NOTE: All of the music on this program comes from the recording West Meets East with the Schola Antiqua of Chicago. The CD is on the Discantus label and is CD 1002.
For more information:

www.chicagochant.org

Notes from the recording are below the music list.
 

1.Kyrie eleison       Three-voice polyphony   
2. Gloria in excelsis deo      Four-voice polyphony 
 
3. Alleluia. V. Ave sancte Ylarion    Plainchant 

4. Sequence for St. Hilarion: Exultantes collaudemus   Plainchant 
5. Credo in unum deum     Four-voice polyphony 
6. Sanctus        Three-voice polyphony 
7. Agnus dei      Plainchant 

8. Hymn for St. Anne: Lucis huius festa   Plainchant 
9. Motet: Magni patris magna mira/Ovent Cyprus  Four-voice polyphony 
10. Motet: Victima laudum pascalis/Victimis in pascalibus  Four-voice polyphony 

11. Motet: Qui patris atris honoris/Paraclite spiritus  Four-voice polyphony 
12. Rondeau: Rose, liz, printemps, verdure   Guillaume de Machaut (d. 1377) 

 

All but one piece of music on this album can be found in the early fifteenth-century Torino Codex (Torino, Biblioteca Nazionale MS J.II.9), an anonymous source of music that remains one of the few windows into Western music of that period. Although it is the largest musical source in the French tradition between the Ars nova manuscripts of the fourteenth century and the Franco-Burgundian manuscripts of the late fifteenth century, the music of the Torino Codex has attracted comparatively little attention from performing ensembles and scholars, no doubt stemming from the fact that almost all of the pieces are both anonymous and significantly lacking in concordances with other known sources. 

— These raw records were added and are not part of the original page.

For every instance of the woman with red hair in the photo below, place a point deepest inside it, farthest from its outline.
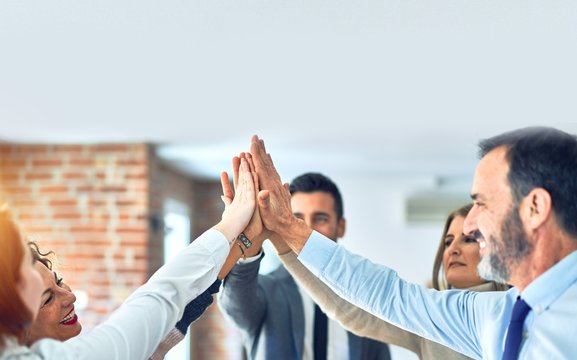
(145, 318)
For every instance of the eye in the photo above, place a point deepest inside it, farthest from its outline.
(48, 300)
(321, 219)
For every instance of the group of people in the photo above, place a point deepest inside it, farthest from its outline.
(513, 248)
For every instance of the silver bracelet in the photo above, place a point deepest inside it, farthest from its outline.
(243, 239)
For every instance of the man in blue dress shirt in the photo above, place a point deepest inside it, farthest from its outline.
(525, 220)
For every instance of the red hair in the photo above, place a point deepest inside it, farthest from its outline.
(15, 316)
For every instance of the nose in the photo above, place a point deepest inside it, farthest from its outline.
(470, 223)
(454, 248)
(68, 297)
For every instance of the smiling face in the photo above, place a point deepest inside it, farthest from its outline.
(56, 317)
(317, 209)
(461, 257)
(495, 221)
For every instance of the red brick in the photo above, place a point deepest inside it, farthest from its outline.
(79, 162)
(47, 162)
(54, 189)
(63, 202)
(74, 175)
(37, 176)
(74, 149)
(109, 189)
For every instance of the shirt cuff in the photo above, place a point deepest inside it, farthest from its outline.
(317, 252)
(251, 258)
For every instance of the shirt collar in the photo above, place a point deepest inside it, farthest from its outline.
(544, 290)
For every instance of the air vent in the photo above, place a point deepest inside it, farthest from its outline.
(432, 208)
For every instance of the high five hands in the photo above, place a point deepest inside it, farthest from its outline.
(273, 217)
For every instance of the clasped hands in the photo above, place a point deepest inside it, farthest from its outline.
(272, 217)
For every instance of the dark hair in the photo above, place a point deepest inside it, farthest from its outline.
(311, 182)
(542, 157)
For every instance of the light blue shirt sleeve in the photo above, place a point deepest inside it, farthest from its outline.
(473, 323)
(447, 317)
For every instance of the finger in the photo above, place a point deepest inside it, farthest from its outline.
(263, 199)
(226, 189)
(225, 200)
(235, 166)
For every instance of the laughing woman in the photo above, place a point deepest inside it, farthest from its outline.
(134, 330)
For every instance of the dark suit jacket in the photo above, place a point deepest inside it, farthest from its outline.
(268, 310)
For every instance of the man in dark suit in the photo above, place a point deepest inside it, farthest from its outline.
(279, 321)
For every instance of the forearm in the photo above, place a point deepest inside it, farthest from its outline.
(152, 310)
(381, 292)
(352, 318)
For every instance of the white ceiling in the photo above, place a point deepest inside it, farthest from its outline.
(385, 88)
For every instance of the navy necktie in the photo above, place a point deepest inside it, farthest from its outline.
(320, 335)
(515, 331)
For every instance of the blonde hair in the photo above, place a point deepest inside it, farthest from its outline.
(439, 279)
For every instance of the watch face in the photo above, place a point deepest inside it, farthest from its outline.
(247, 243)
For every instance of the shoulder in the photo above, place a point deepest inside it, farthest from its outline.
(45, 349)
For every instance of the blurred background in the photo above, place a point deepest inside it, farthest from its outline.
(116, 118)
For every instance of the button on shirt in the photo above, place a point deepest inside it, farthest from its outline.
(472, 323)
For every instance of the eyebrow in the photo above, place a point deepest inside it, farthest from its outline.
(47, 291)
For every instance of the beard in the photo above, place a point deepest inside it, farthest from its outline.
(505, 252)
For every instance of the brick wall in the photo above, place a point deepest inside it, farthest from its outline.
(100, 208)
(87, 203)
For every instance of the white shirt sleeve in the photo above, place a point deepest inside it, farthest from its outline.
(145, 318)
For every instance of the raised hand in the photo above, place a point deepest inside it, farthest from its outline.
(255, 230)
(274, 199)
(240, 209)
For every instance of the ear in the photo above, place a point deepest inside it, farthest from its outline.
(536, 208)
(342, 227)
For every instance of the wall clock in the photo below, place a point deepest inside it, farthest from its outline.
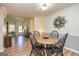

The music of the Torino Codex originated on the island of Cyprus in the mid-1410s within the court of King Janus I of the ruling Lusignan family from western France. But the manuscript ended up at the court of Savoy, possibly connected with Anne of Cyprus in her marriage to Louis of Savoy in 1433. Spanning some 159 folios and ranging from sacred plainchant and polyphony to secular song, the music was probably not written for public consumption nor a one-time hearing, but rather for repeated enjoyment by an intimate circle of singers and a small court audience. The source comprises five sections (fascicles) organized by genre—the first devoted solely to chant and the remaining four fascicles dedicated to sacred and secular polyphony. The music on this recording derives from the first three principal parts of the manuscript: chant (fascicle 1), Mass Ordinary movements (fascicle 2), and motets (fascicle 3). This is the first recording to be devoted solely to the sacred music of this important source.